L’attenzione degli organizzatori, però, è rivolta non solo alla festa e alle gare. Il nemico da combattere è sempre uno: il doping. Ad oggi (fine luglio) sono dodici gli atleti trovati positivi ai controlli del CIO e che quindi salteranno i giochi. Tra essi, la nostra Marta Bastianelli, giovane promessa del ciclismo e campionessa mondiale in carica su ciclismo su strada, risultata positiva nei giorni scorsi ad uno stimolante. Lo sgomento e la delusione ha prevalso sulla linea difensiva della Bastianelli: «Ho preso quel farmaco solo per perdere peso». Niente da fare: per lei il "no" alle Olimpiadi.

Vedranno i giochi da casa per via del doping anche il ciclista Peter Riis Andersen, il velocista Julien Dunkley e le due mezzofondiste romene Elena Antioci e Cristina Vasiloiu. Il colpo più duro, però, l’ha subito la Russia che si è vista eliminare prima dell’avvio ben sette ragazze dell’atletica (Tomashova, Soboleva, Fomenko, Cherkasova, Pishchalnikova, Khanafeyeva, Yegorova) per “sostituzione fraudolenta di urina”. Un caso simile era accaduto alla nazionale bulgara di sollevamento pesi, di cui ben sei atleti erano risultati positivi ai test.

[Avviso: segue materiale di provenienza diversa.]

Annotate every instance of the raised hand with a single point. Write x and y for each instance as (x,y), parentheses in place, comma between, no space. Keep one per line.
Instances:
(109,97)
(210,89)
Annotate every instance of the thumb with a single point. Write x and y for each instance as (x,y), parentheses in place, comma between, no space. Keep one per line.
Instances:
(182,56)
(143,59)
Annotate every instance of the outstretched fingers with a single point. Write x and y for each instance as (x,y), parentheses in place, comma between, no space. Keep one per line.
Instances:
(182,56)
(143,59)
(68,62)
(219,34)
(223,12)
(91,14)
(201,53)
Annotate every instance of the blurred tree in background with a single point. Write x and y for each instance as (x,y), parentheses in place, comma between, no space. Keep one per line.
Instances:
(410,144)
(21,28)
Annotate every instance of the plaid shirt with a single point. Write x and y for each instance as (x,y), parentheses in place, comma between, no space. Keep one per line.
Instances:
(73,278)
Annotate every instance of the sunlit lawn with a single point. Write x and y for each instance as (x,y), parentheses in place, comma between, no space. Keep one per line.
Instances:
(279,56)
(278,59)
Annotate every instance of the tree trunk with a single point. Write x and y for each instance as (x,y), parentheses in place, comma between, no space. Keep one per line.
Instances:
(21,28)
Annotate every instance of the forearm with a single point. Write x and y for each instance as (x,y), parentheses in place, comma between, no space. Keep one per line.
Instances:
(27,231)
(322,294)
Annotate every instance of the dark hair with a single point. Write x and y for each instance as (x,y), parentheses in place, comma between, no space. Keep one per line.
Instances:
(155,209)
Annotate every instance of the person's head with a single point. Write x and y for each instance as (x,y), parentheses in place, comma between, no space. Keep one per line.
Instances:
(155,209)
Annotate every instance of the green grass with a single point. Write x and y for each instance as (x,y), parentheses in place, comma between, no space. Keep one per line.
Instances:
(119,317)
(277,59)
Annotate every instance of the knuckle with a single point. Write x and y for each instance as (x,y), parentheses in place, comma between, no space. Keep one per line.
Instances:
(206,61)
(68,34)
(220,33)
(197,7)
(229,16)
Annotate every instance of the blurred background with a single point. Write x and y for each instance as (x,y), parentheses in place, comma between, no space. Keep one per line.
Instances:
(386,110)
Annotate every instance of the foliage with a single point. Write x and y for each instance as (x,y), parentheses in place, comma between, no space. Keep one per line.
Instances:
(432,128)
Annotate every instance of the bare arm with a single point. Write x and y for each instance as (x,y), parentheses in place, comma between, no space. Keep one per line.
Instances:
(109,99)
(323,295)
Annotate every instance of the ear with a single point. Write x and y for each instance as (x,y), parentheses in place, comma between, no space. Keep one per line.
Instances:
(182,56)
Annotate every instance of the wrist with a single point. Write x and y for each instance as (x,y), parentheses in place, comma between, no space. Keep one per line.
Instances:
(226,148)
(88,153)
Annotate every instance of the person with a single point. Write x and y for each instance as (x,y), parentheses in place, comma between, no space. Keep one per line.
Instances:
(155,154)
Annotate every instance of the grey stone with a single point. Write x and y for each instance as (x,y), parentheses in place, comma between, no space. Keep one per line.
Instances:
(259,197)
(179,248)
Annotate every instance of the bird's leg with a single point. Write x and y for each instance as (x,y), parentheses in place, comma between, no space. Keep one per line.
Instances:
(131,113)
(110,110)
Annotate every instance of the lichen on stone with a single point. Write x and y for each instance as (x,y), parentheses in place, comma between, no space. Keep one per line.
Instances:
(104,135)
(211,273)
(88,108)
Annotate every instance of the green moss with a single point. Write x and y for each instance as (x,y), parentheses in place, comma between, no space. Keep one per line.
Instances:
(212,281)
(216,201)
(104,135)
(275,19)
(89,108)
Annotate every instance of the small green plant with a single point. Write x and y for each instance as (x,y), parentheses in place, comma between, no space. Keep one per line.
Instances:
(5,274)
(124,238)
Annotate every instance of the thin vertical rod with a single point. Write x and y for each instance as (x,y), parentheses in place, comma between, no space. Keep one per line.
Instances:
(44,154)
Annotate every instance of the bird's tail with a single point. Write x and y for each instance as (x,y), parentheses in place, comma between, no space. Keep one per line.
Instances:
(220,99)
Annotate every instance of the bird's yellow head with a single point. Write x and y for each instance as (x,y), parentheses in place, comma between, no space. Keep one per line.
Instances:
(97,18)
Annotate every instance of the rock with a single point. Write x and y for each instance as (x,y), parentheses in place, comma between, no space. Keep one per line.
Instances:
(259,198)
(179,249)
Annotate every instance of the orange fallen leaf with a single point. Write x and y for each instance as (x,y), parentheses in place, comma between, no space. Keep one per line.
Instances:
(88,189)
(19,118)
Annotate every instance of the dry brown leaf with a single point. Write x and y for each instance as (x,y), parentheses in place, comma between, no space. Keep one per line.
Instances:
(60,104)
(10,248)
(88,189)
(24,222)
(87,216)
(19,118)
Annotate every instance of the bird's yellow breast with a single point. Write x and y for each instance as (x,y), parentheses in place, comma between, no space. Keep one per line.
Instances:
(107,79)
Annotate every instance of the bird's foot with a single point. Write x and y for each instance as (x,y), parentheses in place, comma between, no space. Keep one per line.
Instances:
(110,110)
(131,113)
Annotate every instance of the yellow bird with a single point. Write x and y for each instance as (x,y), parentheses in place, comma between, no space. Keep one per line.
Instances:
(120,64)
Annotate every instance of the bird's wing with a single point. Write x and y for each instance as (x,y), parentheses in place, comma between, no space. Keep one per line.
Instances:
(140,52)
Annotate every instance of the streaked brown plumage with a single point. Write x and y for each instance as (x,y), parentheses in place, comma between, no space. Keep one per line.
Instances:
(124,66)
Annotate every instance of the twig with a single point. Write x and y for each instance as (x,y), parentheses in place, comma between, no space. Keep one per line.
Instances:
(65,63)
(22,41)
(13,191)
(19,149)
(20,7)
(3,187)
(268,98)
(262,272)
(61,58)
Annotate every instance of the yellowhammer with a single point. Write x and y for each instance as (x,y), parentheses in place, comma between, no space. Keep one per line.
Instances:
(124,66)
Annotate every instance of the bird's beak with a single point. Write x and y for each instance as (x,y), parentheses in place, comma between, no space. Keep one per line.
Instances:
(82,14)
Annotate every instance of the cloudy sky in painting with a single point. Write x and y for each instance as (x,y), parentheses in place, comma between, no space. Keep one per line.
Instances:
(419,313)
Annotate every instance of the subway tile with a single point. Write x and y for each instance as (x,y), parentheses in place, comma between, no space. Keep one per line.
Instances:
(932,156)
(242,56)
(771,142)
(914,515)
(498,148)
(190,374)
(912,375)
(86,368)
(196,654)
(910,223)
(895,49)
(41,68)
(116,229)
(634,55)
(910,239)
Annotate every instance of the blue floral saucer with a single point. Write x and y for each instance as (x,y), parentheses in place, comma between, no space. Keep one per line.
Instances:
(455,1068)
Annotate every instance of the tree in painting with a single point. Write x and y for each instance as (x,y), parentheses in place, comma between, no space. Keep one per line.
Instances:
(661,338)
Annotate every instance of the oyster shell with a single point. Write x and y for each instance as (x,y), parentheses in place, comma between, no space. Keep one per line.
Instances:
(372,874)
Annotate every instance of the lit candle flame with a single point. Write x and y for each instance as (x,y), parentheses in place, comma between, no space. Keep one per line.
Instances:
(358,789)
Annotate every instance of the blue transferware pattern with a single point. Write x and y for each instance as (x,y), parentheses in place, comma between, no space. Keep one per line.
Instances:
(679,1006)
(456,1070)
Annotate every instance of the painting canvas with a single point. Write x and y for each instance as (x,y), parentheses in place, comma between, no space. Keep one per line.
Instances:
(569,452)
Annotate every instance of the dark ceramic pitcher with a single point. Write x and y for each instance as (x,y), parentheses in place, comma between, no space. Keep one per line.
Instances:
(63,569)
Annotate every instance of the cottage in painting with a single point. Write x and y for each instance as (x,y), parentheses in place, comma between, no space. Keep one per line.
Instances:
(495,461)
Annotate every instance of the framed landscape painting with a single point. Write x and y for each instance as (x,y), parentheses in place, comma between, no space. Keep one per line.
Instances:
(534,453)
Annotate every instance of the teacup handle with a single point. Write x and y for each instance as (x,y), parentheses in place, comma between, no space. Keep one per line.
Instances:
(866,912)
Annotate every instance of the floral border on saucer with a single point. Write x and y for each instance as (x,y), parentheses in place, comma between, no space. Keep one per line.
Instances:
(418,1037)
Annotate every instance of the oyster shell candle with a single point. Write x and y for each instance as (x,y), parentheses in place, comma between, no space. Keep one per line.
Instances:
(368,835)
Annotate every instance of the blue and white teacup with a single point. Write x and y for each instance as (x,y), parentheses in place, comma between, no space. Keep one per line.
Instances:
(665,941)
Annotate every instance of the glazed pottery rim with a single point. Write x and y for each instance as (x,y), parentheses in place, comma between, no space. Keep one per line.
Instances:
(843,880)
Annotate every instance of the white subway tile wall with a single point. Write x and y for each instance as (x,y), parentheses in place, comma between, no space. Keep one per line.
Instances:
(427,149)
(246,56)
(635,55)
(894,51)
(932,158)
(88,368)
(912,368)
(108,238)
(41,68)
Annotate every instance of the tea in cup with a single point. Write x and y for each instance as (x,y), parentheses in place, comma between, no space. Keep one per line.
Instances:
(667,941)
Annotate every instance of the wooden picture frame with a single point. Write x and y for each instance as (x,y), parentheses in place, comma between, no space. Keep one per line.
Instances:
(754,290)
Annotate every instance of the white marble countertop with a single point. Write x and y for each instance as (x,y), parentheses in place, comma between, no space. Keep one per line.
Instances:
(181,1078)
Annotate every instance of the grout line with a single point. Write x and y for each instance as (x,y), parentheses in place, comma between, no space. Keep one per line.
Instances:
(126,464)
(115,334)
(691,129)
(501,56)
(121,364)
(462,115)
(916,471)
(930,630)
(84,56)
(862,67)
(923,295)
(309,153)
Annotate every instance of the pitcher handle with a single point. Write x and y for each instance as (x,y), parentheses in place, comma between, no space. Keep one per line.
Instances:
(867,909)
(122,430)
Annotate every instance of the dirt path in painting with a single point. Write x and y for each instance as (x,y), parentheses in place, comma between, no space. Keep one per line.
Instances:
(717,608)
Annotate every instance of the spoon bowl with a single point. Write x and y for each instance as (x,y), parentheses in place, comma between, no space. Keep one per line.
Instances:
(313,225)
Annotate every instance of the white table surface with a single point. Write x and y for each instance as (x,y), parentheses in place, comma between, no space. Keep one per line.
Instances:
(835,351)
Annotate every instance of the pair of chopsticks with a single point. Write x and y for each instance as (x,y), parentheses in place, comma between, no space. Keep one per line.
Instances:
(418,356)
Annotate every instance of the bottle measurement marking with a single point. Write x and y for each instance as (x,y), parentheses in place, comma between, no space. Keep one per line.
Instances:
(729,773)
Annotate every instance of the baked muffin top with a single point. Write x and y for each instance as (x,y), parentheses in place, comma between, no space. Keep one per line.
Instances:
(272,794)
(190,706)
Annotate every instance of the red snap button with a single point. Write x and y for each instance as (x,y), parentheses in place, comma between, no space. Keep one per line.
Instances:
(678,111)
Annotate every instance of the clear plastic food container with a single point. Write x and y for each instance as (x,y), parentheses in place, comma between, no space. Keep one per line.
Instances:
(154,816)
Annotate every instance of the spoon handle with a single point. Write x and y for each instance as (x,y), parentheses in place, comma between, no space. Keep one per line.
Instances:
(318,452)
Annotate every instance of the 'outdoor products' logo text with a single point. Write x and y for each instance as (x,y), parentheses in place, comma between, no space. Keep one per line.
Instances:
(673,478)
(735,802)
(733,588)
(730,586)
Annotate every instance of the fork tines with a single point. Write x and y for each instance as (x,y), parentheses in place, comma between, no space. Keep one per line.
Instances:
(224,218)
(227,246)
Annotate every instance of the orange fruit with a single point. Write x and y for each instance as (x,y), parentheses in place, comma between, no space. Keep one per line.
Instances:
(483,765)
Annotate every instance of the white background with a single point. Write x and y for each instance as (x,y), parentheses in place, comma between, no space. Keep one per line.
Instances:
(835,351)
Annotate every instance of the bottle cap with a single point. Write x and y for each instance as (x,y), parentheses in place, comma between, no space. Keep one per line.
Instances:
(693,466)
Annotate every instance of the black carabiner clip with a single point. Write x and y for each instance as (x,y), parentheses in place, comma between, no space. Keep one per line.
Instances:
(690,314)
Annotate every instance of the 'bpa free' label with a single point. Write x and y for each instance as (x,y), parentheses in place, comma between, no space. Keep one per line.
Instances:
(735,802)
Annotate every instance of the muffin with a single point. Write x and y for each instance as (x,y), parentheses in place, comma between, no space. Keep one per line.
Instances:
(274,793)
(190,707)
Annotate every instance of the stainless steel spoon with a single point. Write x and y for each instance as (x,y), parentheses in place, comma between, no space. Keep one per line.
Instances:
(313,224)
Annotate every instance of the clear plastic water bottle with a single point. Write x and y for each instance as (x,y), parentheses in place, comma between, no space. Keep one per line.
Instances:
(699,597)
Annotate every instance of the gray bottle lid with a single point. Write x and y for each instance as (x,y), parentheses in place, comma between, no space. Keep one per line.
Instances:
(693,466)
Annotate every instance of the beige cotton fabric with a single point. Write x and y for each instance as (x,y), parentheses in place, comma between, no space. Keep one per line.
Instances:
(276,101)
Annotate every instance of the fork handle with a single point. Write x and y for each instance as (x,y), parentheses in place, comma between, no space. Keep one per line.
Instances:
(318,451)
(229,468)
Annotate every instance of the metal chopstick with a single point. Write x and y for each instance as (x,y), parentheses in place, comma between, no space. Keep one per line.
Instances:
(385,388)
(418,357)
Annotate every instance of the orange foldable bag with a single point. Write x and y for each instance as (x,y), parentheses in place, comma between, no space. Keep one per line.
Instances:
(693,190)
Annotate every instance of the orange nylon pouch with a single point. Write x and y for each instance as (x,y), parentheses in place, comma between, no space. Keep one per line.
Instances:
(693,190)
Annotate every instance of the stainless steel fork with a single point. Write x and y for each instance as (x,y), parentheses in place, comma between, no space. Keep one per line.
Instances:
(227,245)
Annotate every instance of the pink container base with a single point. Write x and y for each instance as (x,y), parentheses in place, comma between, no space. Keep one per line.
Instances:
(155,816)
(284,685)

Per questo motivo, da Sofia, è arrivato l’ordine di ritirarsi già prima dell’inizio dei giochi olimpici.

Insomma, se da una parte è quasi tutto pronto per la festa d’inizio e per sedici giorni di sport ad alto livello, dall’altra la lotta al nemico doping prosegue senza sosta. Tra un mese circa si tireranno le somme con la speranza di poter commentare vittorie e storie di sport che solo la magia di un’olimpiade sa regalare. Possibilmente pulite.